TRAGIS. Itulah barangkali kata yang tepat untuk mengungkapkan kondisi para pedagang kecil seperti kios dan warungan saat ini. Bagaimana tidak, menjamurnya minimarket hingga ke perdesaan dan kompleks perumahan, membuat perkonomian dan usaha mereka menjadi terpuruk.

Ironisnya, keterpurukan pedagang kecil itu tidak diketahui secara gamblang, bahkan luput dari perhatian pemerintah. Sementara para pedagang kecil sulit untuk memperjuangkan hak mereka karena keterbatasan.
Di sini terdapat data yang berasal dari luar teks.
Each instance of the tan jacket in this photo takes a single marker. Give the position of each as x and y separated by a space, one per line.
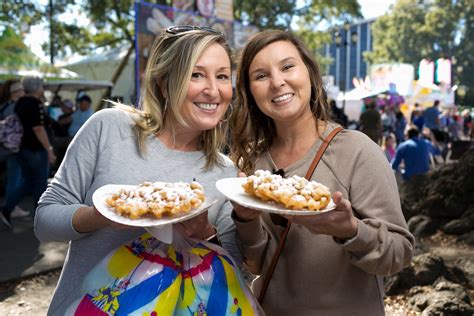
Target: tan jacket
316 275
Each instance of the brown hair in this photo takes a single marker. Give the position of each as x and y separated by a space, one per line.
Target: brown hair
165 85
253 131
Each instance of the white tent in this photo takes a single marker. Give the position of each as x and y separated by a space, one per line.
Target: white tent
352 101
103 66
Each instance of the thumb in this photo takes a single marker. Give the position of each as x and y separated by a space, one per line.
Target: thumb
337 198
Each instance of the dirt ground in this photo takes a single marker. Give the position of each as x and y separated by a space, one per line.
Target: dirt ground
32 296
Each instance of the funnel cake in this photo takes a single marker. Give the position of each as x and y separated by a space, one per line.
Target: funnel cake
157 199
295 193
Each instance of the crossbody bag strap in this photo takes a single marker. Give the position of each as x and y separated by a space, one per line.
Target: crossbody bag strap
308 176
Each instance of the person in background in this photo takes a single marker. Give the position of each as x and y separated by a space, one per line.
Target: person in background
11 91
36 153
389 144
466 123
177 136
371 123
338 115
414 153
431 117
331 263
61 134
417 119
83 112
400 126
65 119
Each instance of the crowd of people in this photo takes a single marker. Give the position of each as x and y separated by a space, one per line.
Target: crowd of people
44 141
415 145
281 120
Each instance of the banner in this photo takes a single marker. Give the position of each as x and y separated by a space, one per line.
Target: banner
151 19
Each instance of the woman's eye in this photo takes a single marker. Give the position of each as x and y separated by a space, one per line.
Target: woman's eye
223 77
197 75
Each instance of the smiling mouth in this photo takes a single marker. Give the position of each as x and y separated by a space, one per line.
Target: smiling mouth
206 106
282 98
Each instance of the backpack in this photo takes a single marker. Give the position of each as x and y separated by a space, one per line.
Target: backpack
11 129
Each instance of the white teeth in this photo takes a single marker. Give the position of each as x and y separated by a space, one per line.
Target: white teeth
283 97
207 106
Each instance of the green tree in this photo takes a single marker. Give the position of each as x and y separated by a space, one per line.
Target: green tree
307 18
413 30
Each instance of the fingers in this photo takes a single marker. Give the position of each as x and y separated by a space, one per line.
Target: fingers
337 198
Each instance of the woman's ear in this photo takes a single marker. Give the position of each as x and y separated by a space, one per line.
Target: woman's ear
161 84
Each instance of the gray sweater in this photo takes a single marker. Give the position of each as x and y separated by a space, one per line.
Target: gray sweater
321 275
104 152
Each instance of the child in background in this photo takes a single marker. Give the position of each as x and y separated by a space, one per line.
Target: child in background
389 144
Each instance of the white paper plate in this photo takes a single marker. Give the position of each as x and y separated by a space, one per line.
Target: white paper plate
101 194
233 190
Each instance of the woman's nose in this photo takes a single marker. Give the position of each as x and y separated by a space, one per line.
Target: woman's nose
277 80
211 88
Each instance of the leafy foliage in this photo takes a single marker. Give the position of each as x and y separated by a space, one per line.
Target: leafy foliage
414 30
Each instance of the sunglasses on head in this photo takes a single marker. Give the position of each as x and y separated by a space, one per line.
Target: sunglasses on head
187 28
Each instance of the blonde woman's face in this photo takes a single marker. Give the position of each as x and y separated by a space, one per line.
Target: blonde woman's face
210 90
280 83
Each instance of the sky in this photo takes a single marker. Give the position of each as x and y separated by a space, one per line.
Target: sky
39 34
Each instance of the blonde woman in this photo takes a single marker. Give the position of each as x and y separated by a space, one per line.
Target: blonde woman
176 136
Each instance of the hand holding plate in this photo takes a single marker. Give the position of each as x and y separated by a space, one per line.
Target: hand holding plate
340 223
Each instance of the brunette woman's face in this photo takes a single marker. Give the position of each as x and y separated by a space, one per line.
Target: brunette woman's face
210 89
280 83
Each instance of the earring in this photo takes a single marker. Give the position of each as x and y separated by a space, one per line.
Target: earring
165 107
226 117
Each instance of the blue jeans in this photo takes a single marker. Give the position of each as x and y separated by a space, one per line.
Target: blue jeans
34 167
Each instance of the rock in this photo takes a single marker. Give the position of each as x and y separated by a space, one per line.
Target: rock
422 225
445 298
443 195
457 275
468 238
427 268
458 227
448 308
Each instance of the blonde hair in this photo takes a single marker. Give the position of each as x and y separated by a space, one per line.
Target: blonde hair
165 86
252 130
Keterpurukan para pedagang kecil terlihat dari jumlahnya yang kian menyusut karena gulung tikar. Keberadaan mini market membuat mereka sulit bersaing. Tidak jarang dalam suatu wilayah ada 2 hingga 3 mini market yang berdekatan. Bahkan ada juga yang berdampingan, sehingga di antara mini market pun persaingannya cukup ketat.

Kondisi ini sangat memprihatinkan. Minimarket terus bertambah sehingga menggerus pedagang kecil. Sementara pemerintah seolah tidak memedulikan dan mengembalikan masalah tersebut pada mekanisme pasar. Pemerintah seakan menutup mata dan terus memberi izin pendirian minimarket. Yang lebih memprihatinkan, pendirian minimarket tidak memerhatikan aturan, baik dari sisi zonasi maupun jenis produk.
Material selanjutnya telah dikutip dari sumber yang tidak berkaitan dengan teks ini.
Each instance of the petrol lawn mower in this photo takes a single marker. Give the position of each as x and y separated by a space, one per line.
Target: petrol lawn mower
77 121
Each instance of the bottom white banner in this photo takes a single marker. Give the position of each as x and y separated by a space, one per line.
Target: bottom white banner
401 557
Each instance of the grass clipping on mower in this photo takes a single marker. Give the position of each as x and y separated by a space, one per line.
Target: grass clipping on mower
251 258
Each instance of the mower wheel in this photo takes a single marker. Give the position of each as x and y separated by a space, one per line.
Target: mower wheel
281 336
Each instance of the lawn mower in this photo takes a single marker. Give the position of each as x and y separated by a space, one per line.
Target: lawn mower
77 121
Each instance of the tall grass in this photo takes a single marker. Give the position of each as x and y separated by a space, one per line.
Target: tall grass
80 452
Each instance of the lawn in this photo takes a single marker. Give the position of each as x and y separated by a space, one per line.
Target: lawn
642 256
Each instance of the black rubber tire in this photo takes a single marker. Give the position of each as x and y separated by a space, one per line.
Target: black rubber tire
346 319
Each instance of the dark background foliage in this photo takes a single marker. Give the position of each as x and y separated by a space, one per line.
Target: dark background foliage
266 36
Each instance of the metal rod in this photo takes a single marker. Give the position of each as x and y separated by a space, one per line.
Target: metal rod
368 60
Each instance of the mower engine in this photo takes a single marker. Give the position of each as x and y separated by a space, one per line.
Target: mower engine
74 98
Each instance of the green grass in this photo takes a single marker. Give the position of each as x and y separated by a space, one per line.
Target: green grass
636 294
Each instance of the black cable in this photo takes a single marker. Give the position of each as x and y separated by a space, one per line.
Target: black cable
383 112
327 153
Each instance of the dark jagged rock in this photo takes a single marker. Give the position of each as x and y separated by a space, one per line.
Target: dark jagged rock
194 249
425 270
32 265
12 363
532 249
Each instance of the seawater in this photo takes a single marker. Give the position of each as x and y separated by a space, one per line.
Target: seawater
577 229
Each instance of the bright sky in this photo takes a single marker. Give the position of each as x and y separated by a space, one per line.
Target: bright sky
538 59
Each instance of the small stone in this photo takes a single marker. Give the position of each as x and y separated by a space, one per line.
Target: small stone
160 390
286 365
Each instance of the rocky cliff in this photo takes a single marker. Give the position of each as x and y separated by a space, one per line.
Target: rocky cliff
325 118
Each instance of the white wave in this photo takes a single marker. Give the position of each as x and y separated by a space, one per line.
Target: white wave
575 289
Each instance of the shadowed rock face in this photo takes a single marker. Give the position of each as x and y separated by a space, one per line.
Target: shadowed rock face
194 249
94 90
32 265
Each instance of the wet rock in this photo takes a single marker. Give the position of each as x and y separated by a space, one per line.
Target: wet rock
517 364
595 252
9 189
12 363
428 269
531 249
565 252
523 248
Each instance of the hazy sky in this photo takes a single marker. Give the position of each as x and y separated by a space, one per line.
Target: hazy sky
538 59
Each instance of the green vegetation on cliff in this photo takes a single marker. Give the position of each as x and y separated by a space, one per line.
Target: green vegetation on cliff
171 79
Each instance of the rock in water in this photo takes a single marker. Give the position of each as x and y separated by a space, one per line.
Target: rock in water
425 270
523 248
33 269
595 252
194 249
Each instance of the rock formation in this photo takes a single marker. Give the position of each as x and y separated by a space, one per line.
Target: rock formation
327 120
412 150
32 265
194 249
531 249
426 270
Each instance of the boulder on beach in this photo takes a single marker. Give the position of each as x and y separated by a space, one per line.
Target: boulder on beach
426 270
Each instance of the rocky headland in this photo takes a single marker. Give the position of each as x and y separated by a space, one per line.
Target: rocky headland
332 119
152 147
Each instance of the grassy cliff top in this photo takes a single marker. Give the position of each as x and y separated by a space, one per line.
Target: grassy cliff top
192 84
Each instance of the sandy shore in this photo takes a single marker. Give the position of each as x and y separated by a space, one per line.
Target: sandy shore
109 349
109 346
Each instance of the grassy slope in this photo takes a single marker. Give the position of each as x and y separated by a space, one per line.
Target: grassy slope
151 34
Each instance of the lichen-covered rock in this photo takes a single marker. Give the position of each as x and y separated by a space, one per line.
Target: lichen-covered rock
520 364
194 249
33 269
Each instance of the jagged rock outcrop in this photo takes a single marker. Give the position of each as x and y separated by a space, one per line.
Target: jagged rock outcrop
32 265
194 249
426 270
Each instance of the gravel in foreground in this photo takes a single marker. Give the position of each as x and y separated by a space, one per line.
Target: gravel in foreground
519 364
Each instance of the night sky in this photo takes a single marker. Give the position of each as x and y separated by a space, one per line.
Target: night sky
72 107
Para pedagang yang tergabung dalam perhimpunan pedagang warungan dan pasar tradisional (Pesat) Jawa Barat sempat merasa gerah. Mereka unjuk gigi, unjuk rasa, unjuk keprihatinan, mendatangi beberapa mini market yang menyalahi aturan. Mereka juga mencoba mengadukan nasib mereka ke pemerintah.

Hasilnya? Tidak ada. Hingga kini pemerintah seperti tutup mata tutup telinga. Suara nurani para pedagang dianggap angin lalu atau mungkin tidak dianggap apa-apa. Para pedagang kecil seolah-olah tidak dipandang sebagai masyarakat yang mempunyai hak yang sama. Padahal dalam UUD 45 dinyatakan dengan tegas, "Orang-orang miskin dipelihara oleh negara".
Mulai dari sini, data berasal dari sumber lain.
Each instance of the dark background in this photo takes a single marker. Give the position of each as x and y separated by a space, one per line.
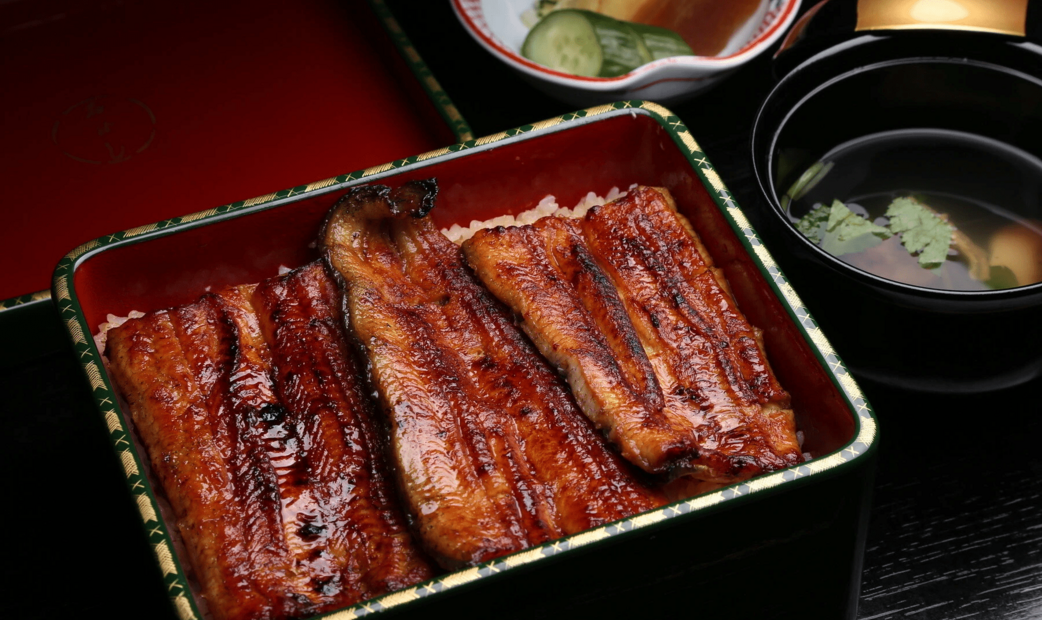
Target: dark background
957 520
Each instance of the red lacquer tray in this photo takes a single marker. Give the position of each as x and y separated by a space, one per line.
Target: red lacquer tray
121 114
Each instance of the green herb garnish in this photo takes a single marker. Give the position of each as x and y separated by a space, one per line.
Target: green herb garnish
921 230
813 224
840 230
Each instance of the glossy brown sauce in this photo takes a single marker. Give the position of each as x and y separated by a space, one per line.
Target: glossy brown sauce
250 405
628 305
705 25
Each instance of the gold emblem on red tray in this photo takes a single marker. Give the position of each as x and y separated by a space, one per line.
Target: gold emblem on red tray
104 129
1006 17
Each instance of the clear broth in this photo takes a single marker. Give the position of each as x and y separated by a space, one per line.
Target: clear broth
986 189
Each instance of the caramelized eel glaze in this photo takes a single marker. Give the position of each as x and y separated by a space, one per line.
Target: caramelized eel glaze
491 451
627 303
261 436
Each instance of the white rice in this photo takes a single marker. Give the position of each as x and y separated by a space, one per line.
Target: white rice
112 321
547 206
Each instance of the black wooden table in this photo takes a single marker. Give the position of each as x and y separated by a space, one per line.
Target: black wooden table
957 521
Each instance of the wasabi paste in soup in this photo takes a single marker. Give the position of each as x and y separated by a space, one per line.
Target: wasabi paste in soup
934 208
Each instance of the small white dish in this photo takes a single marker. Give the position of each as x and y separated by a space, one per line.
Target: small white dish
497 26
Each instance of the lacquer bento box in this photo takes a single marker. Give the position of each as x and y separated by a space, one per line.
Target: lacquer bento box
782 543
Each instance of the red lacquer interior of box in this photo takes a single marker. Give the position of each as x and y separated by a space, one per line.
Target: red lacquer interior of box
618 151
119 114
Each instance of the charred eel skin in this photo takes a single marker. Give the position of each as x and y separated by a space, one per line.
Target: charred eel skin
491 451
263 440
627 303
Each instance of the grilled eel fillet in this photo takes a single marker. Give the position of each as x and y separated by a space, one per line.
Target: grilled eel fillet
626 302
491 451
263 441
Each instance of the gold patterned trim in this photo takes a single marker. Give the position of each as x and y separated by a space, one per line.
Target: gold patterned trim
689 141
740 219
822 343
599 109
145 507
377 169
61 287
139 230
129 467
76 331
113 421
259 199
429 154
491 139
789 293
659 109
198 216
183 608
714 178
166 560
546 124
80 250
94 375
319 184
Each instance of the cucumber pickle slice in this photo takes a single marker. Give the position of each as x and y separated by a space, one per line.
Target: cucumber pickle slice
593 45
Saya jadi ingat ucapan kawan saya. "Itulah sebabnya, hingga kini banyak orang miskin dan dibiarkan terlantar karena mereka dipelihara oleh negara," ucapnya dengan nada sinis. Salah undang-undang atau salah manusia yang melaksanakannya? Saya pikir aturan dan undang-undang itu selalu baik atau bahkan mungkin istimewa, tapi apalah artinya jika para pelaksana hukum (pemerintah) tidak mau mengimplementasikannya.

Tidak berlebihan apabila Rhoma Irama dalam lagu berjudul "Indonesia" mengungkapkan kejengkelan dan rasa gundahannya, "Mengapa kehidupan tidak merata? Yang kaya makin kaya yang miskin makin miskin". Padahal, menurutnya, Indonesia adalah negara yang subur makmur. Sayangnya, kesejahteraan hanya menjadi milik segelintir orang.

Dalam hati kecil saya bertanya, jangan-jangan di zaman reformasi ini praktik kolusi, korupsi, dan nepotisme bagaikan api dalam sekam. Di permukaan tampak dingin dan rapi, ternyata di dalam masih tetap membara. Permainan, kelicikan, keinginan menang sendiri boleh jadi masih terus berkecamuk dalam dada oknum-oknum yang ingin enak sendiri.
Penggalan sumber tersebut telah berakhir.